The project was developed as what it became in part due to this challenge: lenders will not issue mortgages on manufactured/modular homes that are not on land owned by the owner of that manufactured and modular home.

The approval allows the planned development a higher density than the underlying zoning would normally allow (6.1 units/acre as opposed to 4 units/acre). The property is 3.75 acres in size and a total of twenty-three (23) lots have been created.

Access to the lots is from CR 313 and CR 314. The majority of the infrastructure has already been put in place in place; paved access roads, underground utilities, sidewalks, sewer connection and augmented well. Additional infrastructure will be installed after the first five units are sold (central water treatment system, park development, and Phase 2).

The applicants are not requesting any additional changes or modifications to the approved Resolution 2017-36. Currently, five (5) manufactured home units have been installed on the property (with Certificates of Occupancy issued in May 2020), which with the BoCC approval will transfer to the new property owners.

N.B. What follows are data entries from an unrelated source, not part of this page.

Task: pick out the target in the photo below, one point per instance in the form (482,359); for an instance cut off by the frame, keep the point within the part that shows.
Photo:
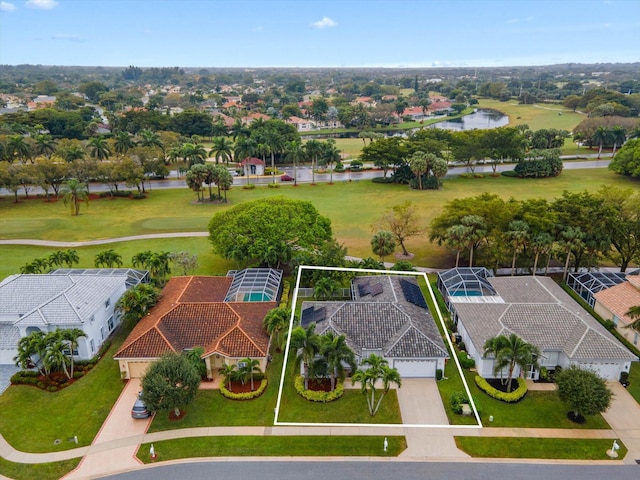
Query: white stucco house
(537,310)
(63,299)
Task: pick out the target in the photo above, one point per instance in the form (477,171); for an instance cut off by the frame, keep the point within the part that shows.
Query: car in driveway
(139,409)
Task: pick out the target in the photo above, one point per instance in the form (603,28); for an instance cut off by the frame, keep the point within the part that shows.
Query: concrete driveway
(118,424)
(420,404)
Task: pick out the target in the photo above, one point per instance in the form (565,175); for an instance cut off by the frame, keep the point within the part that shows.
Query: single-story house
(613,303)
(387,316)
(63,299)
(252,166)
(223,315)
(537,310)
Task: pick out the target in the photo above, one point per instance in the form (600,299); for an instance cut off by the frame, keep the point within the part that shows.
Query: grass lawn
(41,471)
(536,116)
(353,208)
(32,419)
(273,446)
(634,379)
(560,448)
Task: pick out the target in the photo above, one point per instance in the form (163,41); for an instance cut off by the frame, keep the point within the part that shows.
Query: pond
(479,119)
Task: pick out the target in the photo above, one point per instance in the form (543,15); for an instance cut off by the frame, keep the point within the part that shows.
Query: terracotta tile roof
(620,298)
(191,314)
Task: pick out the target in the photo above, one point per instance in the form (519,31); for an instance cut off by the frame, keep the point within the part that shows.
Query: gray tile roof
(55,299)
(540,312)
(385,322)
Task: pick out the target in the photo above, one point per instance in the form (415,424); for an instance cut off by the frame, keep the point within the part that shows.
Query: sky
(328,33)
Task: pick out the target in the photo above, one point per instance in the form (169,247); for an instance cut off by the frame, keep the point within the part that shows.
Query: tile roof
(191,314)
(620,298)
(539,311)
(386,322)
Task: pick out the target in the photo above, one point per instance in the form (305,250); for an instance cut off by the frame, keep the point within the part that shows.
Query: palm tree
(45,145)
(510,352)
(123,143)
(307,343)
(71,335)
(618,137)
(99,148)
(73,193)
(294,153)
(634,314)
(518,233)
(313,149)
(377,370)
(229,373)
(275,323)
(107,258)
(601,136)
(337,353)
(248,368)
(222,149)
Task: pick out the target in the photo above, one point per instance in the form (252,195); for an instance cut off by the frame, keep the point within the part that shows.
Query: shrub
(315,396)
(511,397)
(244,396)
(456,400)
(465,360)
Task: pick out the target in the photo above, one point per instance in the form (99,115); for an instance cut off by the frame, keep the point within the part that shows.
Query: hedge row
(512,397)
(316,396)
(244,396)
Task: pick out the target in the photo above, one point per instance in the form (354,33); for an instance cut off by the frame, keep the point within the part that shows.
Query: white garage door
(416,368)
(609,371)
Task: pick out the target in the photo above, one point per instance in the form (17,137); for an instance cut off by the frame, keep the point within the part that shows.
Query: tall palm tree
(518,233)
(313,149)
(222,149)
(510,352)
(275,323)
(45,145)
(306,342)
(122,143)
(294,153)
(337,353)
(107,258)
(74,192)
(634,314)
(99,148)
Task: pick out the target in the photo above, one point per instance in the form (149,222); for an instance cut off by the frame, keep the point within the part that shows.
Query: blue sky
(329,33)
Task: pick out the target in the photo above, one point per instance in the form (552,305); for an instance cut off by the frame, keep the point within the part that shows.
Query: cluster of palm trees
(243,372)
(57,259)
(49,352)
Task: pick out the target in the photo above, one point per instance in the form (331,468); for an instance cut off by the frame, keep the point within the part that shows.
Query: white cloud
(325,22)
(7,7)
(66,36)
(41,4)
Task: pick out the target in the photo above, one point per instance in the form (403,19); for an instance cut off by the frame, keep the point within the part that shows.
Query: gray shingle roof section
(55,299)
(539,311)
(384,322)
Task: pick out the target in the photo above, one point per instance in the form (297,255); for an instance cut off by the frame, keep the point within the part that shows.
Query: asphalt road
(372,470)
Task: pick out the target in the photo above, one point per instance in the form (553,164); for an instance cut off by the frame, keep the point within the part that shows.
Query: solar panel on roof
(376,289)
(412,293)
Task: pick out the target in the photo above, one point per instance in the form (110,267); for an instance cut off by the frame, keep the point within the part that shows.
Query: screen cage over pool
(255,285)
(464,282)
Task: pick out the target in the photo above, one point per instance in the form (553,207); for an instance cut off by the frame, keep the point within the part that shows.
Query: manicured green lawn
(32,419)
(559,448)
(634,379)
(273,446)
(41,471)
(352,207)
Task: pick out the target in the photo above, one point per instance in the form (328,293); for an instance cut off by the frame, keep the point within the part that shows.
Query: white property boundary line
(378,425)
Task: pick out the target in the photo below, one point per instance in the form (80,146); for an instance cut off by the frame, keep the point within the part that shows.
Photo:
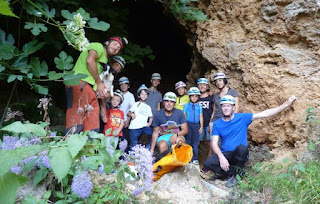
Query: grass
(291,182)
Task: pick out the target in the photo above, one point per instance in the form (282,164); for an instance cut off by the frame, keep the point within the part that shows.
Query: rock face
(270,50)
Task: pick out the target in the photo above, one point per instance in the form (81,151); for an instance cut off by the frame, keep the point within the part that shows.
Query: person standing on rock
(169,125)
(82,103)
(232,128)
(155,97)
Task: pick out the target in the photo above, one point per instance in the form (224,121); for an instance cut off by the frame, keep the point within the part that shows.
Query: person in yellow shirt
(182,98)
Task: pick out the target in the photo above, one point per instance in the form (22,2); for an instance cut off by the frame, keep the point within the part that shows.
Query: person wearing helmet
(141,118)
(206,101)
(169,125)
(155,97)
(220,80)
(232,128)
(182,98)
(85,94)
(128,102)
(114,122)
(194,116)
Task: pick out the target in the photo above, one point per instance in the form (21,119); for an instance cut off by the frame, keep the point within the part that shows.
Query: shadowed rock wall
(269,51)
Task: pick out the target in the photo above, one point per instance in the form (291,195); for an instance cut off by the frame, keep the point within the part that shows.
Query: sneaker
(196,162)
(232,181)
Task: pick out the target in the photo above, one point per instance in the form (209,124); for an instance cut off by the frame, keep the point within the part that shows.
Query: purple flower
(101,168)
(9,142)
(143,164)
(16,169)
(82,185)
(123,145)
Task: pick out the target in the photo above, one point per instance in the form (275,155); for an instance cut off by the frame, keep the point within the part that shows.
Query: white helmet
(227,99)
(180,84)
(123,80)
(194,91)
(219,75)
(170,96)
(156,76)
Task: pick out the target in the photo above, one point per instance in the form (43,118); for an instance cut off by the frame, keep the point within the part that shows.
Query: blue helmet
(227,99)
(123,80)
(203,81)
(142,87)
(194,91)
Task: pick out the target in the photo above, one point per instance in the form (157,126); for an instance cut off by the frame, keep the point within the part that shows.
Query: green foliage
(12,157)
(9,183)
(61,161)
(181,9)
(290,182)
(5,9)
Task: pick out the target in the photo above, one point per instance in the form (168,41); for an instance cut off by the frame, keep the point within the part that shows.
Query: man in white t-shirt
(127,103)
(141,115)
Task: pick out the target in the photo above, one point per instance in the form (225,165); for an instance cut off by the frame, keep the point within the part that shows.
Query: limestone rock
(184,185)
(269,50)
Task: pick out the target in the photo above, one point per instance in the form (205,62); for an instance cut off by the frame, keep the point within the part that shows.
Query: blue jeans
(192,138)
(135,134)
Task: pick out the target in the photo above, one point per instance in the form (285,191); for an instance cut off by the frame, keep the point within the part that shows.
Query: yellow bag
(178,155)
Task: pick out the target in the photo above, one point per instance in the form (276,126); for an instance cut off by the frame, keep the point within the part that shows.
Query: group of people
(189,116)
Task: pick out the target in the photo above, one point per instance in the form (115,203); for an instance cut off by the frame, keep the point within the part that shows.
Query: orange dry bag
(178,155)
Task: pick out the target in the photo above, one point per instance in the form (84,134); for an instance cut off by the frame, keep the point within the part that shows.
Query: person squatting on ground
(82,103)
(206,101)
(169,125)
(194,116)
(155,97)
(232,128)
(128,101)
(141,118)
(182,97)
(114,122)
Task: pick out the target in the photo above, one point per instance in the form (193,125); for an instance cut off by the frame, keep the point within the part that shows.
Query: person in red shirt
(114,122)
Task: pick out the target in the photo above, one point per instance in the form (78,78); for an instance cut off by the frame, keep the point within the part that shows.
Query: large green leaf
(63,62)
(9,184)
(76,143)
(6,39)
(66,14)
(32,47)
(9,158)
(36,28)
(85,15)
(18,127)
(60,160)
(5,9)
(101,25)
(6,51)
(54,75)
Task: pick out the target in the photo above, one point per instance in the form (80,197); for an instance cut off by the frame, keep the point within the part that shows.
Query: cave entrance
(148,25)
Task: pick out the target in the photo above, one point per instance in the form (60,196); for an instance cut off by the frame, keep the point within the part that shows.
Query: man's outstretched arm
(273,111)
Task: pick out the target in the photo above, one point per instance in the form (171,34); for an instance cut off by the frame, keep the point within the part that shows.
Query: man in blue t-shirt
(232,129)
(169,124)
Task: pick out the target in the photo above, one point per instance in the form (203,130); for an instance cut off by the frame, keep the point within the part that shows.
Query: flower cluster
(82,185)
(12,142)
(123,145)
(75,33)
(142,159)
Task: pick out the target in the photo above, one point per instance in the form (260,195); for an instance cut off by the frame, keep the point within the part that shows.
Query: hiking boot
(232,181)
(196,162)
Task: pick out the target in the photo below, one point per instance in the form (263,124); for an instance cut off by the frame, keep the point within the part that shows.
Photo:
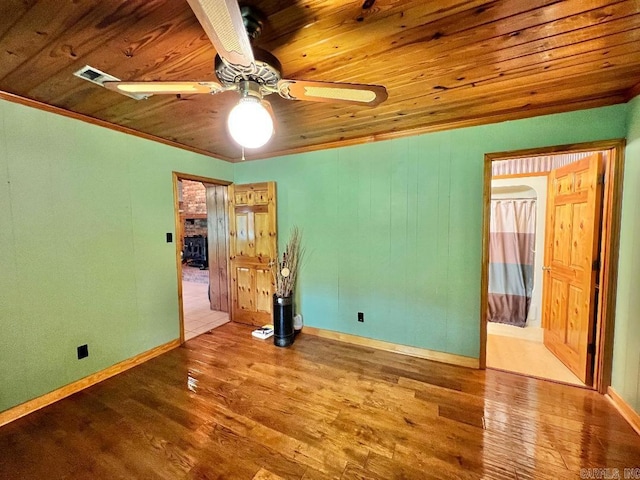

The approval came with some criticism from Joe DeLuca of the Crabtree Group, who was there representing the Swishers. “This is a pretty messed up system – there have been months of reviews … the resolution is not going to change the plat, and if it does then we make those changes.”

County Asst. Attorney Daniel Tom reminded DeLuca that there is a planned development agreement that is required by the county’s land-use code and that a homeowner’s association still needs to be established because the covenant requires it. “I agree with a lot of these items … the improvements have been done, but documentation is necessary for this development to go forward,” he pointed out.

Commissioner Greg Felt agreed, but said, “This seems like somewhat of a unique situation with this particular application. Maybe we could have been simultaneous and not serially proceeded [in reviewing it for approval] – but we could agree they could sell the [five] units that are ready.” He suggested and was told it was possible for the applicants to meet with the County Development office to hammer out the final details including the deed restrictions on these lots.

Dennis Giese, speaking on behalf of the Swishers added, “These units per square foot are cheaper than the Chaffee County average per housing unit. This is all private money. The Swisher are sitting here with an investment of $1.2 million. They could have left that property because it is commercial and some construction company could be in there, and it could have become a truck terminal. Yet they stuck their money out front, and they have suffered through numerous months of delays, some unavoidable, some today.”

The vote on the resolution approving the major development was unanimous. The vote to approve refunding the development fees passed two to one, with Felt opposing the refund.